Ja, es gibt spezifische Kriminalitäten, die sich schwerpunktmäßig an bestimmten Personengruppen festmachen lassen. Die von Walter Roller konstruierte Realität begnügt sich mit dieser Zuordnung, ohne weiter zu fragen. Er begnügt sich mit Erklärungen im Stile "der Russe ist", "der Bulgare ist", "der arabische Clan ist". Dabei ist es für einen funktionierenden Kampf gegen die Kriminalität notwendig, die Hintergründe zu verstehen. Ohne das wird sich keine Sicherheit garantieren lassen, außer neben jedem Osteuropäer steht dauerhaft ein Polizist. Doch eine ernsthafte Suche nach Hintergründen ist nicht die Sache von Walter Roller:
"Aber das kann ja nicht heißen, die Probleme zu verniedlichen oder -  wie im Fall der unzweifelhaft angestiegenen Ausländerkriminalität - mit statistischen Kunstgriffen zu verschleiern."
Was Walter Roller als statistischen Kunstgriff bezeichnet, ist das kleine Einmaleins der seriösen Dateninterpretation. Es ist kein Kunstgriff, im geeigneten Moment Anteile und %-Werte zu betrachten und nicht auf Absolutzahlen zu schauen.
So simpel die Analyse, so simpel die Grundrichtung der Lösung:
"Das Bedrohungsgefühl vieler Bürger mag größer sein als die tatsächliche Gefahr. Doch die Sorgen vor wachsender Unsicherheit sind, zumal auch vor dem Hintergrund eines zu übertriebener Toleranz neigenden Rechtsstaates, gut begründet."

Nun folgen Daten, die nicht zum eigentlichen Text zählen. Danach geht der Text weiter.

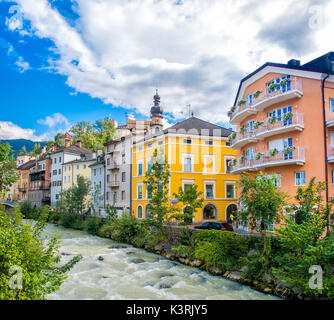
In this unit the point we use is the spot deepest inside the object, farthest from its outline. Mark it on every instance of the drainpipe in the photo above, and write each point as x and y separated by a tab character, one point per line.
325	134
325	142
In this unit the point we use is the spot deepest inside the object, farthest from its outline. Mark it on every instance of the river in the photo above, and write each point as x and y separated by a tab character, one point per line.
130	273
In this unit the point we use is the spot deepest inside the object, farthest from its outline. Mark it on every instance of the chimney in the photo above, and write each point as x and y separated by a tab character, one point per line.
78	144
294	62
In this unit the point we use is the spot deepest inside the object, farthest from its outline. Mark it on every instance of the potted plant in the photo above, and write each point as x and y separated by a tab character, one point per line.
257	94
284	82
272	119
257	125
287	116
241	102
258	156
289	149
273	152
273	86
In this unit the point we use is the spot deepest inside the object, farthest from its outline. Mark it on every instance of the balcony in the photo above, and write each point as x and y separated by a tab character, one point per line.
330	119
39	185
267	160
330	154
267	129
113	184
113	166
294	89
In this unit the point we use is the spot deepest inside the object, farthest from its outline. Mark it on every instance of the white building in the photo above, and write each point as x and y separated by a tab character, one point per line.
60	155
98	185
118	174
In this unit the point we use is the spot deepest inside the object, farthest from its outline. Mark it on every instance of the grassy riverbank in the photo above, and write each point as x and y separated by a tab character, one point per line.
226	254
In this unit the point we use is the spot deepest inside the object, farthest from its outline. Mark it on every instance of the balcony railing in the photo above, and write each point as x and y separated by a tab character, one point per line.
113	166
293	89
296	156
267	129
39	185
113	184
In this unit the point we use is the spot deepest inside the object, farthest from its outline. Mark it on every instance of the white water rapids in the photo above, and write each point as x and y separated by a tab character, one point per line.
120	276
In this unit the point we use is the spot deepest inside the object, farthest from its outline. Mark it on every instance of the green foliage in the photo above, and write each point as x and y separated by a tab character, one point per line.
21	245
94	136
305	247
93	225
220	249
8	173
23	151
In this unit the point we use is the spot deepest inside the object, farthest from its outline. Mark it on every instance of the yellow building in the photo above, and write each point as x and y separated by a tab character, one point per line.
197	154
73	169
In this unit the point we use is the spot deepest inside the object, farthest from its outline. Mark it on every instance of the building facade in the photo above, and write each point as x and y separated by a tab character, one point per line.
118	174
98	185
60	155
198	154
284	114
40	181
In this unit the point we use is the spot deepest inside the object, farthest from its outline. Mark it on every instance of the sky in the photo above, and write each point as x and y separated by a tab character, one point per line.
65	61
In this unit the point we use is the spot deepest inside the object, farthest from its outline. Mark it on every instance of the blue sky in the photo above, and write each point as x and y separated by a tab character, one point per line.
69	61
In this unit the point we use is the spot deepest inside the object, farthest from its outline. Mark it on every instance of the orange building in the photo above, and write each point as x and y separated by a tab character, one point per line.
284	114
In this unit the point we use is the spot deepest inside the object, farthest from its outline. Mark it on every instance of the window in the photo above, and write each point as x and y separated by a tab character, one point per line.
230	191
209	212
187	141
331	104
187	164
140	191
140	212
300	179
209	164
140	169
209	191
149	191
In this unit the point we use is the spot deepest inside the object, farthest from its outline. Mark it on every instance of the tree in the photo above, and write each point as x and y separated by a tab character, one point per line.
191	200
262	201
28	258
23	151
36	150
75	199
157	179
8	169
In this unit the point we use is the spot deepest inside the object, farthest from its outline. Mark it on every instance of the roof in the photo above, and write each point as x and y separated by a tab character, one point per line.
197	126
28	165
79	161
73	149
317	65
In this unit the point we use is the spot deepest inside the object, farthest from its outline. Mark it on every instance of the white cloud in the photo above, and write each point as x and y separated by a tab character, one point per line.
57	119
9	131
195	52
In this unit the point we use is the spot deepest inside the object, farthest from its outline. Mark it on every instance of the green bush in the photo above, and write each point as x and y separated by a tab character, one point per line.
93	225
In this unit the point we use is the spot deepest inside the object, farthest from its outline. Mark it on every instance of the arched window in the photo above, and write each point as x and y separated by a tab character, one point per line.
209	212
140	212
149	211
230	212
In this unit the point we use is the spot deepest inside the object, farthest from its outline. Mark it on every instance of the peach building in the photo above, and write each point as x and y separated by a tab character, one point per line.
284	115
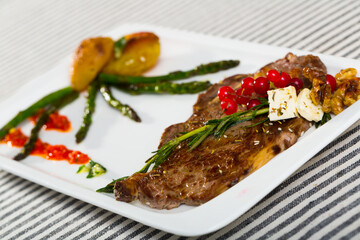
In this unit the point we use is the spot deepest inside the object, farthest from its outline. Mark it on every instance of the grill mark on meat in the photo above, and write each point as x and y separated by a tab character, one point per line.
196	177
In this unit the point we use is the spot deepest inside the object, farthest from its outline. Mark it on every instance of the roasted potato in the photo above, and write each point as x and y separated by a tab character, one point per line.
89	58
140	54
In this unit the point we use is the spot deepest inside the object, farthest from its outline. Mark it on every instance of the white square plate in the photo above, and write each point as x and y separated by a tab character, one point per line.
122	145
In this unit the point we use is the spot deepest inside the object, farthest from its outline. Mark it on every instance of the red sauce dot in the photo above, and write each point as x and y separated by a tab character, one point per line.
16	138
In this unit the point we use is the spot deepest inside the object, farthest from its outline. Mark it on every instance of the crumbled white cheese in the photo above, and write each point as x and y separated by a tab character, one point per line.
282	103
306	108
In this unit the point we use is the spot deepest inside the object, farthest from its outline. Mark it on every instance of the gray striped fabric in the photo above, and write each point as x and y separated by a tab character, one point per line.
320	201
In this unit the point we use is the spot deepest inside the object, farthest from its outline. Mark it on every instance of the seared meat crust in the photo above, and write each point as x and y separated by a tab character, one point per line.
195	177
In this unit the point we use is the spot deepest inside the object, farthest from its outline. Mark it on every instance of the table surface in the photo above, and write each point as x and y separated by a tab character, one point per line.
320	201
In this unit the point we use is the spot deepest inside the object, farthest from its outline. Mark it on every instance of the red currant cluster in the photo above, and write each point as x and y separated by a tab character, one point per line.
230	98
244	95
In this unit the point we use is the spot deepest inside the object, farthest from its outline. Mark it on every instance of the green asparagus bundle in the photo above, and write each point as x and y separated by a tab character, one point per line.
56	105
167	87
34	108
88	111
199	70
125	109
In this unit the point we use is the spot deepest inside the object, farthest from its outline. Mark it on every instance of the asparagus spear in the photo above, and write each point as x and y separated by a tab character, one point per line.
199	70
89	110
215	127
110	187
167	87
33	109
125	109
44	117
93	169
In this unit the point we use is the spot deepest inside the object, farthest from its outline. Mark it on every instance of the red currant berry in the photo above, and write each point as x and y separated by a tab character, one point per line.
229	106
331	81
248	85
242	100
261	85
226	92
283	81
243	92
273	75
252	103
297	83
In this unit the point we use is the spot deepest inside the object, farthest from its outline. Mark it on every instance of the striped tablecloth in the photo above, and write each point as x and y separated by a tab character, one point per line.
320	201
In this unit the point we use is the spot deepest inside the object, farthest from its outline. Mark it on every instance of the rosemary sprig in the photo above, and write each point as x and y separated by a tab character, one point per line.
215	127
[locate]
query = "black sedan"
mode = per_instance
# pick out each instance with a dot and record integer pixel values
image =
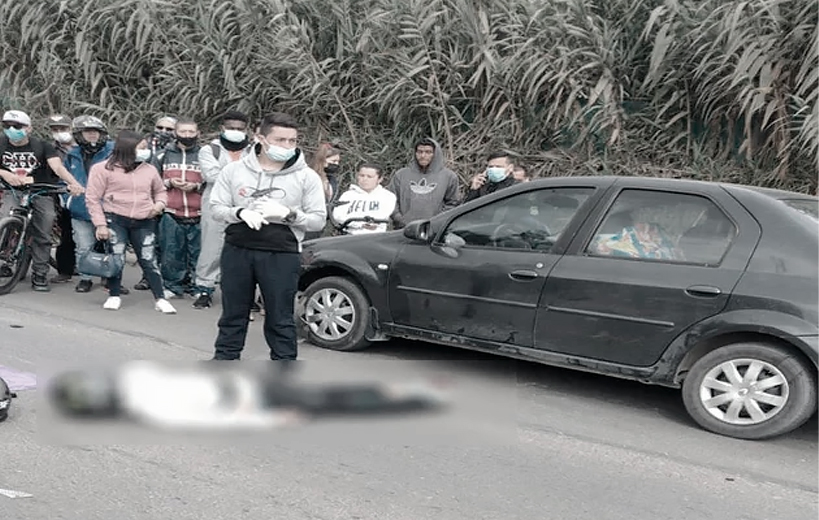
(707, 287)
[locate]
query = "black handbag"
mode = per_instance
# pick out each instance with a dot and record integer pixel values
(101, 261)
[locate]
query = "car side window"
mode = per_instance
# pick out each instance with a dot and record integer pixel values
(664, 226)
(533, 220)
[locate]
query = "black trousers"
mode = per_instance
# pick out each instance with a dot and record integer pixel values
(65, 256)
(277, 275)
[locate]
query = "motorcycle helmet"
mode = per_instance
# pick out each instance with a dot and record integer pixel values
(84, 394)
(6, 395)
(81, 123)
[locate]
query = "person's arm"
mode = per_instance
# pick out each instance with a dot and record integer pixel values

Walter Roller räumt ein, dass zwischen gefühlter und tatsächlicher Gefahr ein Unterschied bestehe. Die gefühlte Gefahr führt er auf übertriebene Toleranz des Staates zurück. In die gleiche Kerbe schlägt er mit dieser Bemerkung:
"Und was, nur ein Beispiel, soll der Bürger davon halten, dass von den Tätern der Kölner Silvesternacht bisher ganze drei (und zwei nur zur Bewährung) verurteilt wurden?"
Er lässt das stehen, ohne Hinweis auf Ursachen, ohne Begründung. Der Rechtsstaat und seine Regeln, nach denen die Schuld eines Täters zweifelsfrei nachzuweisen ist, haben zu dem Ergebnis geführt. Walter Roller will keinen solchen Rechtsstaat. In seinem Rechtsstaat zählt die Volksstimmung mehr als gleiches Recht für alle. Sein Rechtsstaat ist unnachsichtig, Abschiebung ist wichtiger als die Berücksichtigung von Abschiebehemmnissen (über die diskutiert werden kann und sollte). Walter Rollers Staatsvertrag führt augenscheinlich weg von unserem derzeitigen Staatsverständnis, hin zur Morgendämmerung eines Polizeistaates. Obwohl Walter Roller vor dem Missbrauch der Freiburger Tat durch Populisten warnt, liegt er ganz auf ihrer Linie und beweist damit, wie weit in die Mitte rechtes Gedankengut bereits ragt.